I write to think. I speak my mind in order to help organize my thoughts. Take it or leave it. (I make no claim to any the graphics on this blog.)
Tuesday, August 26, 2014
One Man's Ceiling Is Another Man's Floor .... Until That Other Man Take the Stairs!
With all the talk of the recent stock market highs being a bubble, I submit an alternate view. Suppose instead that we may be about to form new support. I think it is possible that the highs on the S & P and the Dow will turn from being a ceiling to a strong floor.
This week is not our first run at the highs, as we keep testing resistance, and once we've broken through we will no doubt test these levels from the other side. (Old resistance becomes new support.) If the highs hold, I can envision a chart forming a floor with strong technical support at 2000 on the S&P and 17,000 on the DOW. Large round numbers with lots of zeroes offer a strong psychological effect - drawing you in and then holding you above.
Literally speaking, the ceiling becomes the floor once you take the stairs. And if the animal spirits, the technicians, and traders, all start to view these historic market numbers as support, rather than resistance, this is a powerful paradigm shift. Which would draw substantial new money into the market and squeeze out the shorts. And if volumes are good to boot, such positive market action bodes well for adding to the averages. Focus would then shift from the fear of an imminent correction in the near term, to a renewed sense that the risk is to the upside. Then the stage is set for a new leg up!
If this is supported with fundamentals including broad sentiment from economists, consumer & business surveys, combined with acceleration in the economy and earnings, then the ripple effects of consumer spending, CapEx, hiring, wage growth, etc. will all provide a credible basis for unseen new highs in the market - just waiting for final corroboration by the NASDAQ as it too returns to its all time record high of 5,048 reached on March 10, 2000.
And, as we shift focus from the 4Q to 2015 forward earnings, and the market starts to calculate in price multiplier expansion, there will be less justification for calling the market overpriced. Again, corroborating the market's strength.
By the same token, some stocks have high expectations already baked into their prices, and could even pull back as the market moves higher. Other stocks, have plenty of room to run and/or have lagged the market and are undervalued. A classic rotation, which is healthy. Stock pickers love markets like this!

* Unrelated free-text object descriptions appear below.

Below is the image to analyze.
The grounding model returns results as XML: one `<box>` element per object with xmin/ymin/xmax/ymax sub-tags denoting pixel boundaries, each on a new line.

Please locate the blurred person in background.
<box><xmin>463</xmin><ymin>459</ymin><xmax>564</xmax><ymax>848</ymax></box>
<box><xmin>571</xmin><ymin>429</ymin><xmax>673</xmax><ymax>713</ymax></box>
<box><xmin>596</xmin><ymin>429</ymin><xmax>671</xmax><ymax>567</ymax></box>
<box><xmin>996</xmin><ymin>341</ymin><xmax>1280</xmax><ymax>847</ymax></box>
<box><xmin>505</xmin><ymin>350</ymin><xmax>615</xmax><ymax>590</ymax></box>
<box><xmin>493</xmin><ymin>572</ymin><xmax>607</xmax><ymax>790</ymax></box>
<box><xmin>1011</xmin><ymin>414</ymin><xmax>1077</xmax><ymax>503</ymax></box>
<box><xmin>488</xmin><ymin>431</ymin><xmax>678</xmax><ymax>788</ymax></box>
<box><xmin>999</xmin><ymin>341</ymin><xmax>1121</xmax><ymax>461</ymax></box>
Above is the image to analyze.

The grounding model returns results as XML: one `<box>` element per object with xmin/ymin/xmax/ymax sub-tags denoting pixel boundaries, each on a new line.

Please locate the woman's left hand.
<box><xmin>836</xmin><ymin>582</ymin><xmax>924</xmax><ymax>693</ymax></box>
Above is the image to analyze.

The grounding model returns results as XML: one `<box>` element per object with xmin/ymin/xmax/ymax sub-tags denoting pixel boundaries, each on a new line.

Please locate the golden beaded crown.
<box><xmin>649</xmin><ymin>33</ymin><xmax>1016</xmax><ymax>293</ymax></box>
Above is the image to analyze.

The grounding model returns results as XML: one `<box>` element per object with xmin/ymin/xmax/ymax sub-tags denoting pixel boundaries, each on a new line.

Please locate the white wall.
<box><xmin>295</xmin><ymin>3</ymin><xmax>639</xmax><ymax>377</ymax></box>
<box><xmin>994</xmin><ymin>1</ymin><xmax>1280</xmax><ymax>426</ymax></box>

At some point we are due for a healthy correction. Nothing to suggest that the secular bull is over, but more than the short little dips we've been having. A good 8-12% drop would shake out the loose hands and take some froth out of stocks that got ahead of themselves. There have been plenty of calls for this to happen, and it will. But I think we get it from a higher level. I am moving to the side as we approach 2050-2090 on the S & P to let the bears have a little party. What's going to hurt most is the tax consequences from selling winners, but the opportunity to buy on this correction once it settles down will make it worth while! I definitely want to exit my losers before then because tax selling on those is going to really put them in tank!

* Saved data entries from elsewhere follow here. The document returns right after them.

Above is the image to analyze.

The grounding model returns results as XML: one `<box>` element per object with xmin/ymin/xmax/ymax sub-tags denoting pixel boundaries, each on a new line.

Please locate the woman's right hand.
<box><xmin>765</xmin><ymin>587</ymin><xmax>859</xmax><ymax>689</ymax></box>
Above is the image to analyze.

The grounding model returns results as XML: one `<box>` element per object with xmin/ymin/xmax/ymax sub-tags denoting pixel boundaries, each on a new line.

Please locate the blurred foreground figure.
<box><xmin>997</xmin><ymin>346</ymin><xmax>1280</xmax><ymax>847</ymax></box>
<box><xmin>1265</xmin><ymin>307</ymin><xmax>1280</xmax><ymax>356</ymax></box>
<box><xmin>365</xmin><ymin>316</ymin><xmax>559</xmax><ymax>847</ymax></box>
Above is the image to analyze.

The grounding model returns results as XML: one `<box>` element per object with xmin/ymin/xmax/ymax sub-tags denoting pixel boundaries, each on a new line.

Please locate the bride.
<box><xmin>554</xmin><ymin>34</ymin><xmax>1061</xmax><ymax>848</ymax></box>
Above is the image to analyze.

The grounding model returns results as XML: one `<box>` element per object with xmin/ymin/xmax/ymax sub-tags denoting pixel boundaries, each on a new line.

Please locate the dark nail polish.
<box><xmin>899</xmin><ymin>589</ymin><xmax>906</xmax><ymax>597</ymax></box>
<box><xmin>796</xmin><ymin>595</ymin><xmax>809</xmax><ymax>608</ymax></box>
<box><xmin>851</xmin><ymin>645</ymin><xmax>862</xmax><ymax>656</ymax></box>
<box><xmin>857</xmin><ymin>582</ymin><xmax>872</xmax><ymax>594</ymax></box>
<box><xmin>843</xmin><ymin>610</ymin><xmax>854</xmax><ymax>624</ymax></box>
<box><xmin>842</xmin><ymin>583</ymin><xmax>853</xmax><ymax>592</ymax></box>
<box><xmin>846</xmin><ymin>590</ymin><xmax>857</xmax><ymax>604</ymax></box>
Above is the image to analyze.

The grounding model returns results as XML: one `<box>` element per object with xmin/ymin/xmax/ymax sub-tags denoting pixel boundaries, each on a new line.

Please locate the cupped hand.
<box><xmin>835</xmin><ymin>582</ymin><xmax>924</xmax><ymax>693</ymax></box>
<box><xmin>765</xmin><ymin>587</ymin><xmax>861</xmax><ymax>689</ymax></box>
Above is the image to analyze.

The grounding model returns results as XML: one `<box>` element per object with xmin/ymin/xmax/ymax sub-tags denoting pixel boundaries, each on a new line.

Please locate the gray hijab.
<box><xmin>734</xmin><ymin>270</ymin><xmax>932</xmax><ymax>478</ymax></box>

Of course, some massive Geo-political event, such as the unraveling of the Russian economy, a new regional military action, boiling over civil unrest in Europe, or even a large consequential natural disaster such as the likes of the tsunami that brought down Fukushima, could rock the boat. But there is always a potential "Black Swan" out there and it doesn't need the stock market to tell it when to strike.
As negative as things are in Europe, the ECB has been much slower than the USA or Japan to implement major quantitative easing and monetary stimulus. With risks of deflation and a recession looming over Europe, Mario Drahgi and the ECB are becoming increasingly dovish. If Drahgi were to go forward with some monetary "shock & awe" to kick start inflation and the European economy, then Europe would go from being a headwind on USA GDP to a tailwind. Put that together with a long awaited housing boom and consumers heading back into the stores and things get extremely interesting for equities! Especially, if inflation in the USA continues to hold to its low pace.
And, once the Federal Reserve ends its asset purchases in October as scheduled, and we find that the economy can stand on its own. That will send an extremely positive message to the street! Skeptics needs to see that the markets can withstand the punch bowl being pulled away.
Keep in mind that we've had one of the slowest recoveries on record, so just maybe it's time for this economy to finally breakout. And, if/when it does, the most hated stock market rally in decades may give the naysayers even more reasons to hate it. Or, better yet, maybe the hold-outs will take the stairs and join us on the new floor!